脸上没有了化妆品的装饰,耳环项链也被取下,此时瑶姐身上穿着马甲,看上去十分朴素。但稍微注意观察,也能从她脸上和身材上看出她浑身上下散发出来的成熟小少妇的气息。
魏思雅开口说话了:“我问一句,你答一句,知道吗?”
“知道。”瑶姐回答。
“姓名。”
“宫瑶。”
“年龄。”
“29. ”
“有没有吸毒史?”
“没有。”
听瑶姐说没有,魏思雅抬起头:“从来没吸过毒?有没有无意中吸食的经历?比如被人骗之类的?”
“没有。”瑶姐接着道,“警官,我真没吸过毒,你们也检查了好几遍了,该做的检查都做过了。”
魏思雅接着问道:“你和秦洋,还有贝克是什么关系?你又是如何在天子酒店借开酒吧的名义组织卖淫的?”

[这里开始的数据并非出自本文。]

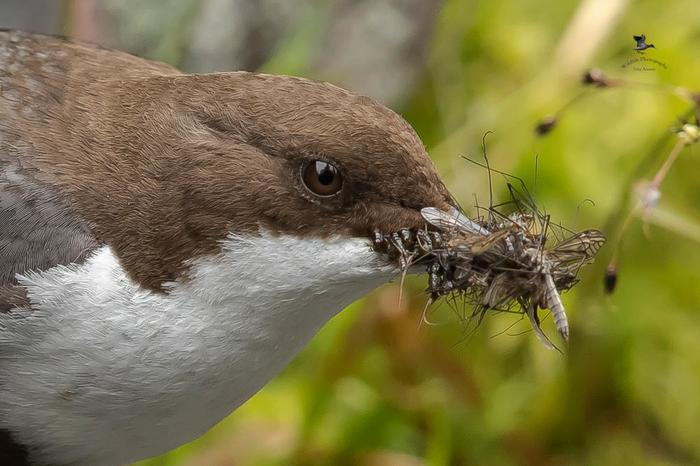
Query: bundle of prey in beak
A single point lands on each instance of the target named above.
(498, 263)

瑶姐叹了一口气,一五一十地说道:“我年轻的时候不懂事,没好好念书,在外地混了几年,现在年龄也慢慢大了,刚好以前在外面酒吧当过几年服务员,就想着自己回来开个酒吧,做点小生意。
我用打工攒的钱盘了个店,酒吧开起来了。但是没开一两个月,店里就出问题。要么就是房东突然不租了,要么就是有人闹事,要么就是被人举报消防不合格。我只好关了开,开了关,一年到头一分钱没赚,店也没开起来。
后来酒吧里一个常客告诉我,开这种店必须要找‘靠山’,最后通过客人引荐,我认识了贝克。贝克表示可以罩我,但是要抽取我每个月营业额的50% 作为保护费,虽然50% 很高,但我也只好答应了。
贝克给我选了天子酒店,让我去那里开店,我给贝克交了钱,果然没人来店里惹事,我的店就慢慢开起来了。但是每个月给他交50% 的营业额,再扣除我的房租水电还有店员工资,我自己根本挣不到钱,还倒贴钱,有一次我就跟他谈,让他给我降点保护费。
贝克没说给我降,他说我可以给你提供另一条路子,他让我去带小姐。他说他的合作伙伴手下就有这样的人物,他也想把我培养成这样的人物……”
听瑶姐讲述这些,我心里不禁感叹,人生并不是一帆风顺的,看来每个人都有每个人的难处。
而魏思雅看上去却并没有我这么多愁善感,她依然秉公执法,继续问瑶姐道:“万高远允许你在天子酒店干这些?”
瑶姐说:“贝克提前打点好了,我基本很少看到万高远,听贝克的意思,万高远好像看不上这点钱,贝克让我在天子酒店干这些,万高远似乎也没什么意见。”
“好吧,那关于秦洋,你知道些什么?还有绑架我们陈局和他儿子的事,又是谁谋划的?”
瑶姐继续交代道:“秦洋很早以前就跟着贝克了,一开始很多事情都是秦洋代贝克传达给我的。我是知道贝克在做毒品生意,我也知道那个抓住是要杀头的,我只想老老实实做我的生意,所以也没怎么过问他们的事情。
后来有一天,秦洋告诉我,贝克的合伙人黑老鬼消失了,他在这个城市的生意出了问题,需要我跟秦洋帮忙。我当时也是什么都不知道,秦洋就给我分配任务,说他会去接近抓捕黑老鬼的警官的儿子,让我想办法从他儿子身上套出话来。”
瑶姐说到这里,我看到妈妈默默地看了我一眼,我顿时心里一惊,瑶姐该不会要说和我上床的事吧?不过还好,瑶姐略过了这部分,继续往下说。
“秦洋他说,我的任务就是从陈警官儿子身上套话,而他会去接近陈警官身边的人……”
听瑶姐这么说,我又想起来,秦洋跟魏思雅可是男女朋友关系,这也是秦洋的布局吧?难道说,魏思雅也跟贝克他们有什么关系?
但瑶姐说到这里,魏思雅却开口打断了她的话,同时转移话题道:“绑架我们陈局和他儿子这个事,是谁谋划的?”